Steamed Baby Bok Choy with Broiled Salmon and a Warm Roasted Tomato and Lemon Vinaigrette

Total Time:
42 min
Prep:
12 min
Inactive:
10 min
Cook:
20 min

Yield:
4 servings
Level:
Easy

Ingredients
  • 2 cups cherry tomatoes, halved
  • 1/4 cup plus 1 tablespoon extra-virgin olive oil
  • 1 tablespoon fresh marjoram leaves
  • 1 teaspoon lemon zest
  • 2 1/2 teaspoons salt
  • 3/4 teaspoon freshly ground black pepper
  • 1/4 cup fresh lemon juice
  • 2 tablespoons chopped fresh basil leaves
  • 4 bulbs baby bok choy
  • 3/4 cup water
  • 1/2 teaspoon white pepper
  • 4 (6-ounce) portions salmon fillets
  • 8 sprigs fresh marjoram
Directions
  • Preheat the oven to broil with the rack 6 to 8 inches below the lighted broiler plate.

  • Place the tomatoes, 1/4 cup of the olive oil, marjoram, lemon zest and 1/2 teaspoon of the salt and 1/4 teaspoon of the pepper, and the lemon juice in a 10-inch saute pan, saute quickly, and set in the oven on the rack.
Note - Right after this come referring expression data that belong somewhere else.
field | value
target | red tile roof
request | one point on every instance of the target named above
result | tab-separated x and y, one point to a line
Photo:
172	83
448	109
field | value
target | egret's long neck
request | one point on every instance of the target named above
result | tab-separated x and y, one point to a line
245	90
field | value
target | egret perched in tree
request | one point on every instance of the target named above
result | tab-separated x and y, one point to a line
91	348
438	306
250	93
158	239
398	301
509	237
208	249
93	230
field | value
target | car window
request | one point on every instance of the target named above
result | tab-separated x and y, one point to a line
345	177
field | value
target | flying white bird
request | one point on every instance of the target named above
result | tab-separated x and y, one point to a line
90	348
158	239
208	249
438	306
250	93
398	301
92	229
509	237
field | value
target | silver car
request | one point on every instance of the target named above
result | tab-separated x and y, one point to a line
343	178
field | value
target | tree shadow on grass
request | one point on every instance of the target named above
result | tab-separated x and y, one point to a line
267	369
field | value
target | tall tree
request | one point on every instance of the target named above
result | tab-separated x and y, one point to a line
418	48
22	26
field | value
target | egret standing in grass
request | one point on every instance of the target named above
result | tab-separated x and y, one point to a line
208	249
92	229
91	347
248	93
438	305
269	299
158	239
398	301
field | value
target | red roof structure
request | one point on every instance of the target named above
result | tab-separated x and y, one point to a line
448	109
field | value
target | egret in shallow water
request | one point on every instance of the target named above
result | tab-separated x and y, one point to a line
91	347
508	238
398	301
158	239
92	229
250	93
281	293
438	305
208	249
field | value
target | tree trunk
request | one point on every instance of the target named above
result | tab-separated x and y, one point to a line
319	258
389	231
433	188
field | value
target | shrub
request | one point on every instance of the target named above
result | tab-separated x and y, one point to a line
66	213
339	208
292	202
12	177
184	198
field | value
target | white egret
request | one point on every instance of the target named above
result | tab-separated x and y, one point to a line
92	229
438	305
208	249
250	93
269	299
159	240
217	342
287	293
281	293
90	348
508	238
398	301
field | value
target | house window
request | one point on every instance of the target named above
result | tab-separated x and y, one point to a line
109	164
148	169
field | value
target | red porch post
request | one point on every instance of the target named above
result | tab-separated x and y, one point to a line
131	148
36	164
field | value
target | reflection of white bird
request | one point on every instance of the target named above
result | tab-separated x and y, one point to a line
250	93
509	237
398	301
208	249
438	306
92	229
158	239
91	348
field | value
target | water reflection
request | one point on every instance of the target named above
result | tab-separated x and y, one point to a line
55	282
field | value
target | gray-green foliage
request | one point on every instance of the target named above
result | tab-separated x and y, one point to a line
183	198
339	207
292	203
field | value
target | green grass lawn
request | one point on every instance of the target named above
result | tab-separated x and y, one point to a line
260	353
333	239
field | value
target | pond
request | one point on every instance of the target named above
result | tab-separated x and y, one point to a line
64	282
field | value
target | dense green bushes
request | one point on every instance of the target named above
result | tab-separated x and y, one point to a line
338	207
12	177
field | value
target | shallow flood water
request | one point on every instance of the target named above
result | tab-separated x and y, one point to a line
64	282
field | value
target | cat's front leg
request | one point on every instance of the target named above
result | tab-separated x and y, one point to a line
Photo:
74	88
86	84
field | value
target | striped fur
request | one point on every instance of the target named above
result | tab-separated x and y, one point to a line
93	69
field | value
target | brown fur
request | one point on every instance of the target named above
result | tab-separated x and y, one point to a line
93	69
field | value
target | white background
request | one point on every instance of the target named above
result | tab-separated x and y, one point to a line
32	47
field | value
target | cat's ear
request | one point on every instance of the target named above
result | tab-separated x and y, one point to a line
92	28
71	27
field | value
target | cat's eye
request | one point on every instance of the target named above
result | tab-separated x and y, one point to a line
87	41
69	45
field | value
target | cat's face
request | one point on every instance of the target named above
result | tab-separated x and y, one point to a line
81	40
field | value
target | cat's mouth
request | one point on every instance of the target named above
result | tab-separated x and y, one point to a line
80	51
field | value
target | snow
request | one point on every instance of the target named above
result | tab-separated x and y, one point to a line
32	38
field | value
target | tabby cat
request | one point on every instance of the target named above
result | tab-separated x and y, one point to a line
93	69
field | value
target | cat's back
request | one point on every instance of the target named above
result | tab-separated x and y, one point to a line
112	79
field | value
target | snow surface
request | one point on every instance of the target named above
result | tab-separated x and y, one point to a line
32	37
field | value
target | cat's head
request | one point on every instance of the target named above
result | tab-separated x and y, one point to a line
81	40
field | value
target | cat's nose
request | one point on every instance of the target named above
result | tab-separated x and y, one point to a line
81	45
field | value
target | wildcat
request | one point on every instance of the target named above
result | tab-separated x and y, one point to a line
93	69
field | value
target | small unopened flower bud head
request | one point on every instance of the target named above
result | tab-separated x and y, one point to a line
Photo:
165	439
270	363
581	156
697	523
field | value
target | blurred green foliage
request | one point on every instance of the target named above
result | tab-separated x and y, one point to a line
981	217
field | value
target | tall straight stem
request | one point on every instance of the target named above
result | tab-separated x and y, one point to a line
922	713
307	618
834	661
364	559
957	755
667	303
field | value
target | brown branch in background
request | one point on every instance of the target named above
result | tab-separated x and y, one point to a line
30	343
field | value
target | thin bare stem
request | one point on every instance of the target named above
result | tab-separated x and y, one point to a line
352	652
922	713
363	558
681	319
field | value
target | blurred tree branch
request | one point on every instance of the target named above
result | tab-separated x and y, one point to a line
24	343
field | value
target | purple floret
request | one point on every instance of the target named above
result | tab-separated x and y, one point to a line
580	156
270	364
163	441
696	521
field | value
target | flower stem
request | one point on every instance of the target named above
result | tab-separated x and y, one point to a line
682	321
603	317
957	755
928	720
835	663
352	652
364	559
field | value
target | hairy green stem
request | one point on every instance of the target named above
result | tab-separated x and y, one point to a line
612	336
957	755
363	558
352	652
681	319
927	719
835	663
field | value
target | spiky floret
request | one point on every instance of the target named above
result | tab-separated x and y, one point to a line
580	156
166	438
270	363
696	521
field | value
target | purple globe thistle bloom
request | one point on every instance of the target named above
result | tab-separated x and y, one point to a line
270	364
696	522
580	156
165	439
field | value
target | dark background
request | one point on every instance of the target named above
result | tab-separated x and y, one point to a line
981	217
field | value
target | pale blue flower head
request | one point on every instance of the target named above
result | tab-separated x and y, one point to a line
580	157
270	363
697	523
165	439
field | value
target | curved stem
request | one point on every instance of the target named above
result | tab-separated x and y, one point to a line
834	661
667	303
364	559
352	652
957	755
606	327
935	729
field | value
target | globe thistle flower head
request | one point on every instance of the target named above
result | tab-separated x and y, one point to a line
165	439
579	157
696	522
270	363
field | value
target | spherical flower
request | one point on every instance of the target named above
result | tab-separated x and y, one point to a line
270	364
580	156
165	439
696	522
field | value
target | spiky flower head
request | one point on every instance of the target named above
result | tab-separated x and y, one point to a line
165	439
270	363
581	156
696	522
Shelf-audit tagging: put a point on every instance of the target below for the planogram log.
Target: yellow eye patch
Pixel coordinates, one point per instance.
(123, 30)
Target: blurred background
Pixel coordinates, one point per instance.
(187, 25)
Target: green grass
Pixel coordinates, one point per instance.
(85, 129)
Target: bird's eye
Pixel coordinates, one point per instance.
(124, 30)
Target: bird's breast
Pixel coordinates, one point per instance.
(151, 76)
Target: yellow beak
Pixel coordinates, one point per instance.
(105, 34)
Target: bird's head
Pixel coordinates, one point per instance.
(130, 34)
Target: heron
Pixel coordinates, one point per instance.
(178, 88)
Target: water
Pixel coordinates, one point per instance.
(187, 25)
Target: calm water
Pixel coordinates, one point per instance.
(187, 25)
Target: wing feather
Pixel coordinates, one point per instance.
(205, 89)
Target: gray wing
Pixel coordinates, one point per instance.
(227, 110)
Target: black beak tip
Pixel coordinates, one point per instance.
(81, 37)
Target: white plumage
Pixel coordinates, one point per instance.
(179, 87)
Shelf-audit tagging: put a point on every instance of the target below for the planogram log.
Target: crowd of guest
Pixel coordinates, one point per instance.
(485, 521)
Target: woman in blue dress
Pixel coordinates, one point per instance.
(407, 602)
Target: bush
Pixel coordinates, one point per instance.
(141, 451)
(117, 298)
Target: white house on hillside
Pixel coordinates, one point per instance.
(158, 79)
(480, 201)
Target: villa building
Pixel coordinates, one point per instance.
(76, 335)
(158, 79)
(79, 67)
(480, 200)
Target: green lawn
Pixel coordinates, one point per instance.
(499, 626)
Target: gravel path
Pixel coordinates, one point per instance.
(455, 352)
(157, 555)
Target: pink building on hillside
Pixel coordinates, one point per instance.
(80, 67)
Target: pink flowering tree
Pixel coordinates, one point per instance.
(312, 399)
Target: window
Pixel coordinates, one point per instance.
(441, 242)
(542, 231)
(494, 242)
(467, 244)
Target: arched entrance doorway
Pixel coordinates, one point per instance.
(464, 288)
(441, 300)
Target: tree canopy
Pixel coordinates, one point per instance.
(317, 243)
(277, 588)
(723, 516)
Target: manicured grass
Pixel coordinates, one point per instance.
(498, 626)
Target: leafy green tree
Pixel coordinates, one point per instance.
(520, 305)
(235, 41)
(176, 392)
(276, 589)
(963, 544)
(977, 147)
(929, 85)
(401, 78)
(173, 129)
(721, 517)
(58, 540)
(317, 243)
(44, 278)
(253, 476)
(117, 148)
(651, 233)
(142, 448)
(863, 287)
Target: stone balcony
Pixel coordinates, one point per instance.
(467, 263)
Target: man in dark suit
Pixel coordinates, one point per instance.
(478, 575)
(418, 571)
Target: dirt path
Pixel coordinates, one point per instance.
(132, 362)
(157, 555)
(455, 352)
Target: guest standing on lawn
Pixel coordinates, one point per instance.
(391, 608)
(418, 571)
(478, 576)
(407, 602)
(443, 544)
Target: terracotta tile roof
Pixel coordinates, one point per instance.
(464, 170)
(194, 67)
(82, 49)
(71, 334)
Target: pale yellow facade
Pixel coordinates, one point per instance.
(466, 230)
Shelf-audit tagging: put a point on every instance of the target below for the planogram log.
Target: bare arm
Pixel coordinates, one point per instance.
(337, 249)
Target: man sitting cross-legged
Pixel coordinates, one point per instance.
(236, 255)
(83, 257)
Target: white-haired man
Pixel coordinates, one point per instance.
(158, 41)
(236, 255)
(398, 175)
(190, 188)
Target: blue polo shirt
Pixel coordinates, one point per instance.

Cook until the tomatoes are well caramelized, 8 to 10 minutes. Remove from the oven and allow to cool for at least 10 minutes. Add the basil to the vinaigrette and toss to blend. Set aside until ready to use.

  • Place the bok choy in a Dutch oven with the water and turn the heat up to high. When the water begins to boil, season the bok choy with 1 teaspoon of the salt and the 1/2 teaspoon white pepper. Place a lid on the pan and steam the bok choy until most of the liquid has evaporated and the bok choy is tender, about 6 to 7 minutes. Remove from the Dutch oven and slice each bulb in half lengthwise. Place the bok choy, cut side down, on a plate with the leaves in toward the center of the plate and the bulb ends facing towards the rim.

  • To cook the salmon, lay the fillets in a 12-inch saute pan and season with the remaining salt and remaining black pepper. Brush the remaining 1 tablespoon of olive oil over the salmon, arrange marjoram sprigs over top, and broil in the oven until the salmon is browned and cooked through, about 5 to 6 minutes. Remove from the oven and lay the salmon on the bed of bok choy. Top with the tomato and lemon vinaigrette.